Letting AI auto-merge. A few teams have experimented with auto-merging PRs that pass certain AI-driven gates. The results have been mixed; the gate quality matters enormously, and most teams’ gates aren’t tight enough.
A specific pattern that’s been working
The pattern I’ve seen in two organizations recently:
Default: AI generates a PR, a senior engineer reviews and stages it, the senior is responsible for any issues.
The author isn’t off the hook — they wrote the code, even if AI helped. The senior reviewer is responsible because their approval moves the work forward. This creates an incentive for the senior to actually review carefully (their reputation is on the line) rather than rubber-stamp.
It works because it acknowledges the scaling problem. Pre-AI, senior reviewers were a check on junior code. Now, they’re a check on AI code, which is similarly liable to plausible mistakes. The seniors are doing the cognitive work AI can’t do, and the team’s structure recognizes that.
The flip side: it concentrates review work on senior engineers. They can’t ship as much code as they could before because review is now their primary job. Some don’t like this; the ones who do, see the team’s overall throughput climb because the bottleneck is being managed rather than denied.
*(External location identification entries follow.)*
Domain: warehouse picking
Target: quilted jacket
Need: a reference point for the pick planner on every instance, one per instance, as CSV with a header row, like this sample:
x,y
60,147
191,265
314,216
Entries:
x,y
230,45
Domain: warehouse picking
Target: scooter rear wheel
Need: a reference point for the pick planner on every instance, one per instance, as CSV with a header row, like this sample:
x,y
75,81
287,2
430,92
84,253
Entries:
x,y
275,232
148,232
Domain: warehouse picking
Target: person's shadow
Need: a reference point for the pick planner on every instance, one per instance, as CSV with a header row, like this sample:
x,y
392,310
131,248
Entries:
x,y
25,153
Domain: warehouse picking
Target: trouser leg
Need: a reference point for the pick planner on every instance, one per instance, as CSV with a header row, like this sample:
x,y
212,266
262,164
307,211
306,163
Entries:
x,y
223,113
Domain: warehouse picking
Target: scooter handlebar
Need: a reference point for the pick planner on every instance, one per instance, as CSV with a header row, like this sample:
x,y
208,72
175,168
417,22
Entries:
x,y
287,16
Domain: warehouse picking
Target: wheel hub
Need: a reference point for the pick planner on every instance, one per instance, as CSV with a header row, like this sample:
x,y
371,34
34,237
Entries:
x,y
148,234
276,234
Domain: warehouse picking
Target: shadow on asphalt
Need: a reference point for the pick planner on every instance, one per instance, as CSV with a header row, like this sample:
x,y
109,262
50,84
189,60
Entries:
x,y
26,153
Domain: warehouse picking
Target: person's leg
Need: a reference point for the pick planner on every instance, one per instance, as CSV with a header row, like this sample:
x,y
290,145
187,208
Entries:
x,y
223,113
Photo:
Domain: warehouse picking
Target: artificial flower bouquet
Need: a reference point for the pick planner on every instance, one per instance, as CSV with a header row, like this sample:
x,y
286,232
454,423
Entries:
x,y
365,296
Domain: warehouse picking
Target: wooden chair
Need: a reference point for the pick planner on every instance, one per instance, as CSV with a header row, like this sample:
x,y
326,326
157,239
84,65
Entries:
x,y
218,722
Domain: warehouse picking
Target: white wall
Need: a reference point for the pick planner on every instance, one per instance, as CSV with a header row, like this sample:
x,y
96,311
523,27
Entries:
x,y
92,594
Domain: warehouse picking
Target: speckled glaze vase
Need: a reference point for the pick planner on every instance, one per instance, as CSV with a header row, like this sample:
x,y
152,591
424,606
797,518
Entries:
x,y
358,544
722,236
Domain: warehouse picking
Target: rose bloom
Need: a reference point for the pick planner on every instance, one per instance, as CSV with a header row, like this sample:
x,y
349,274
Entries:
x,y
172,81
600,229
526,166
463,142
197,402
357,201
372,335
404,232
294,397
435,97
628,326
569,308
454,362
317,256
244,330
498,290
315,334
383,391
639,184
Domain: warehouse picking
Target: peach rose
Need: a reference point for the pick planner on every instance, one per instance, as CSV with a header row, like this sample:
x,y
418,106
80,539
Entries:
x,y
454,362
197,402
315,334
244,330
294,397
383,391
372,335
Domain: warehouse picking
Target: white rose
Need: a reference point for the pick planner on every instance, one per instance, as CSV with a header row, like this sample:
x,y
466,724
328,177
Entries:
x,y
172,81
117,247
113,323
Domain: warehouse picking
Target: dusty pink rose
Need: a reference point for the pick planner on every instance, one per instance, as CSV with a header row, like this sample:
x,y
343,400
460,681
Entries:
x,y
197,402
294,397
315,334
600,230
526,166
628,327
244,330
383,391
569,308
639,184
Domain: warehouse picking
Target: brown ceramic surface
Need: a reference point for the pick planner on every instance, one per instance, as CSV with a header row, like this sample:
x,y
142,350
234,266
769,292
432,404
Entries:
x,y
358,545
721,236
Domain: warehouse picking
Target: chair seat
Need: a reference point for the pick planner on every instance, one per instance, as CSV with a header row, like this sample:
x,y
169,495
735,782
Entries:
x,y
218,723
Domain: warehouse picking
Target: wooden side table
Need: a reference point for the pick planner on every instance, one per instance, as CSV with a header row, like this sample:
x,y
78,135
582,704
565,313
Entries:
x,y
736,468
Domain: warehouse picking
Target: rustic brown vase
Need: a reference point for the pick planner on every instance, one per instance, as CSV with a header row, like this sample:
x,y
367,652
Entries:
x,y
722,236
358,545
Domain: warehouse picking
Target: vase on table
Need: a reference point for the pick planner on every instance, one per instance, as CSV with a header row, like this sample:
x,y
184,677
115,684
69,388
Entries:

What teams should be measuring
Most teams measure individual engineer throughput. AI made that go up. The wrong conclusion is “AI is working great.”
Better measurements:
PR cycle time. From PR open to merge. If this is going up, your bottleneck is review.
Review depth. Number of comments per PR, number of revision rounds, time from open to first review. If these are going down, you may be sacrificing quality for throughput.
Bugs reported per merge. If your AI-assisted output has more bugs than your pre-AI output, the throughput gain is illusory.
Reviewer load. Hours per reviewer per week spent reviewing. If this is climbing, you’re heading toward burnout.
These are not new metrics. Most teams I see don’t track them carefully. The ones that do see the problem before it becomes a crisis.
The bigger pattern
The pattern is generalizable: any tool that accelerates production faster than review creates a quality crisis when adopted naively. AI is the current example. Outsourced contracting was a previous example. So was offshore development. So was, in a different sense, hyper-aggressive feature development without QA.
The lesson is that throughput isn’t free. Capacity comes from a system, and tools that affect part of the system create imbalances unless the rest of the system adapts.
For AI specifically, the adaptation is mostly about review. The teams that figure this out before they have a quality crisis are going to be in much better shape than the teams that figure it out after.